Stress activates the nervous system. Cortisol rises. The body stays alert. That's the threat response doing its job. The problem is that it doesn't always know when to stop.
When cortisol stays elevated into the evening, the body can't make the shift it needs to. Our temperature won't lower. The mind won't settle. Sleep stays close but just out of reach.
It's more widespread than most people realise. Calm's Snooze Report, which surveyed 9,500 adults across the US and UK, found that financial worry, anxiety and racing thoughts are the most common reasons people can't fall or stay asleep. Sleep scientist Dr Matthew Walker, professor of neuroscience at UC Berkeley and author of Why We Sleep, calls it the "wired but tired" state: the body is exhausted, but the stress response keeps it from switching off.
The instinct is to chase sleep harder. To try to control it. But that rarely works. Walker's argument is simple: sleep quality is built during the day, not forced at night. The better question isn't how to make sleep happen. It's what's in the way.
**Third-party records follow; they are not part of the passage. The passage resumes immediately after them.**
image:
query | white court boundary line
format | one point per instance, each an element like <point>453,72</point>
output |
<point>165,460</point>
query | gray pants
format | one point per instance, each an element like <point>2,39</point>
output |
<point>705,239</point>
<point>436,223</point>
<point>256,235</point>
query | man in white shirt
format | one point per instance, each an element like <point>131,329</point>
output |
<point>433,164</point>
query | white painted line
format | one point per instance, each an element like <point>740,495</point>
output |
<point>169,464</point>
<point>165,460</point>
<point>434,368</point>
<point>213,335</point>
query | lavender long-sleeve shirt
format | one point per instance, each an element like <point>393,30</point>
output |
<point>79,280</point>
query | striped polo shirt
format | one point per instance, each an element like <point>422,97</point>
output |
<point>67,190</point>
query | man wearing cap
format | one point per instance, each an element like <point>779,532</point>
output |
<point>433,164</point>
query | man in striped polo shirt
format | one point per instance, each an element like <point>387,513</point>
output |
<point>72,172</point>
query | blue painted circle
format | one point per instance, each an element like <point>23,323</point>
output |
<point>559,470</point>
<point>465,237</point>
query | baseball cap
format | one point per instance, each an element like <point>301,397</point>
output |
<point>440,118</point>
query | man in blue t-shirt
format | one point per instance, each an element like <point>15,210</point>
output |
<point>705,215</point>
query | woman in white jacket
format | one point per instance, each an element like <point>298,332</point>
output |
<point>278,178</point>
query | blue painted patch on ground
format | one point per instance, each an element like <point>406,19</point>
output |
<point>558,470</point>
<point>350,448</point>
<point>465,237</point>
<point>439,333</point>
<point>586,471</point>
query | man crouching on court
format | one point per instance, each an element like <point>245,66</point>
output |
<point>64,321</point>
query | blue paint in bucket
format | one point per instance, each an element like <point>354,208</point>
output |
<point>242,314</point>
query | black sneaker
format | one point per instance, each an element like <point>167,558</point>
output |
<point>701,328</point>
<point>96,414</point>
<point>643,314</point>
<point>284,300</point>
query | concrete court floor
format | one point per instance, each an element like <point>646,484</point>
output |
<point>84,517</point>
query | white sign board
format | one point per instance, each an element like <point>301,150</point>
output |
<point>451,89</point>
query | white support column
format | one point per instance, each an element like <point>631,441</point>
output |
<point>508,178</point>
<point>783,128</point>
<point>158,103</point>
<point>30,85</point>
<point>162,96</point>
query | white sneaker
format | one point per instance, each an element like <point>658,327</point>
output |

Five things that help find balance
1. Manage stress during the day, not just at night
The evening is too late to start. The body carries what the day leaves behind. A walk, time away from screens, even a few minutes of stillness mid-afternoon, can begin to lower cortisol before it has a chance to follow you to bed.
2. Write it down before you switch off
A mind that's still processing the day won't settle easily. Spending five minutes before bed writing down what's unresolved, what needs doing tomorrow, and what's been weighing on you, gives the brain somewhere to put it. It's a small act, but it signals that the day is done.
3. Cool the room
Deep sleep requires the body's core temperature to drop. A room that's too warm works against that process from the start. Somewhere between 16 and 18 degrees is where most people sleep best. It sounds simple because it is.
4. Look at what you're sleeping under
Synthetic materials trap heat and moisture through the night. Natural fibres, wool in particular, regulate temperature and respond to the body as it shifts between sleep cycles. If you're waking in the night feeling too warm, your bedding may be part of the reason.
5. Lengthen the exhale
When stress keeps the nervous system alert, breathing is one of the few direct routes back to calm. A longer exhale than inhale, four counts in, six or eight out, stimulates the vagus nerve and signals to the body that the threat has passed. It doesn't require anything. It just works.
Often, the answer is environmental. Small things, but they compound.
Natural fibres respond differently to synthetic ones. Wool and hemp regulate temperature, absorb moisture, and let the body settle into the kind of stable environment that deeper sleep needs. It's not a dramatic fix. It's a quieter one. But it works with the body rather than against it.
During periods of stress, that steadiness matters more than usual.
Sleep doesn't need to be forced or perfected. It needs the right conditions. And more often than not, that means taking something away rather than adding something in.